Los medios son el único poder en democracia que no tiene contrapoder. Para que funcione una democracia moderna tiene que tener un buen periodismo.

Ha dicho que Wikileaks demostró que hay algo que no funciona en el periodismo. ¿Qué es?

El periodismo de investigación.

¿Y qué más necesita esta profesión?

Necesita autonomía financiera. Un medio que depende del poder del dinero va a tener problemas. En segundo lugar, el periodista debe recordar los principios básicos de la profesión que es dar información, y no tiene por qué ser la misma que dan los otros medios el mismo día. Se puede hacer lo que se llama una contraprogramación. Y, en tercer lugar, dar una información fiable, porque la credibilidad es una dimensión fundamental. Pero hoy eso no lo puedes hacer si estás en una competición de inmediatez.

Pero usted encara con optimismo el futuro.

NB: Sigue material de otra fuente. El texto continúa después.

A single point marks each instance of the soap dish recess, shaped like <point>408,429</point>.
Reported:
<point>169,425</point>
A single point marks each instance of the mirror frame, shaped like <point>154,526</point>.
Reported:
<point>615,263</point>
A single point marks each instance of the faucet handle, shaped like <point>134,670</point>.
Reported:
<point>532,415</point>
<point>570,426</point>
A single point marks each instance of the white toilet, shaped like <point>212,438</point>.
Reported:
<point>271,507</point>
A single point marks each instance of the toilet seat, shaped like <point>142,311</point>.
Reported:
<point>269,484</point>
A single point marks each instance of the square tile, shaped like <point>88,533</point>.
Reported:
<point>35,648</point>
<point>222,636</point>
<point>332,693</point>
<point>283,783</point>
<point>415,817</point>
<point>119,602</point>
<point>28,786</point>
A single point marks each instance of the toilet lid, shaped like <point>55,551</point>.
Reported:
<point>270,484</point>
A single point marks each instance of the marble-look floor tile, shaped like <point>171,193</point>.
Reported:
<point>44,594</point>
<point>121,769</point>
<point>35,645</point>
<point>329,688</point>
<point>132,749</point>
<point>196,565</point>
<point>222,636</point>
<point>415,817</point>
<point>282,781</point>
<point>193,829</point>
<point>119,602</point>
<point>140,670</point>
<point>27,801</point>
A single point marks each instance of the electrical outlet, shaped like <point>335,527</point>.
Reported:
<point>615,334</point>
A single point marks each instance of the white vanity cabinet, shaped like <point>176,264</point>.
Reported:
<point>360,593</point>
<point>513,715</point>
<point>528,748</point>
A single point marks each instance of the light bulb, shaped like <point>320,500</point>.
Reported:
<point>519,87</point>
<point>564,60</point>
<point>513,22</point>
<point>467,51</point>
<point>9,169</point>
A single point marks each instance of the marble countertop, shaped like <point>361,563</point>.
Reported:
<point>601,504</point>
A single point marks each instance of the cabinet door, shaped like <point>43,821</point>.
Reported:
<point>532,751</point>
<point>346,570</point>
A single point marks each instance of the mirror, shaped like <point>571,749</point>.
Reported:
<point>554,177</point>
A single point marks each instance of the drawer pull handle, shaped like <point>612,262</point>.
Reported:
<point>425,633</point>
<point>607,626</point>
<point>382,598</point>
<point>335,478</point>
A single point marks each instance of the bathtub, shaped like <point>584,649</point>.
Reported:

Absolutamente. El periodismo está en crisis, pero siempre lo ha estado. Está naciendo algo extraordinariamente fértil: el periodismo online. Van a surgir cada vez más periódicos. El problema es que ningún medio de información gana dinero, al contrario, muchos pierden. Y los nuevos medios digitales tampoco tienen un modelo económico que funcione. En cuanto que se encuentre uno que funcione, surgirá la nueva era en la que estamos entrando.

Es una etapa marcada por el papel que internet ha tenido en hechos como las revueltas del mundo árabe.

Ha sido capital. Facebook y Twitter permitieron que gente que no se conocía pudiese organizarse.

¿Y qué opina del 15-M?

Es lo mejor que le ha podido ocurrir a este país , que demuestra que una generación destinada a ser una generación perdida se niega a ir al sacrificio inclinando la cerviz. Esa generación propone con mucho idealismo e imaginación una serie de soluciones que evidentemente en cierta medida el Gobierno debería oír en vez de oír a los banqueros, al FMI o al Banco Central. El Gobierno tiene que decidir: o se sacrifica a una generación o se sacrifica el euro. Y yo digo: sacrifiquemos el euro o la Unión Europea, pero no a una generación. Cómo se va a sacrificar sin tener la certidumbre de que esto no va a ir a la catástrofe. Nada garantiza que España mañana no estará en la situación que Grecia va a tener dentro de unos meses, es decir, la reestructuración de su deuda.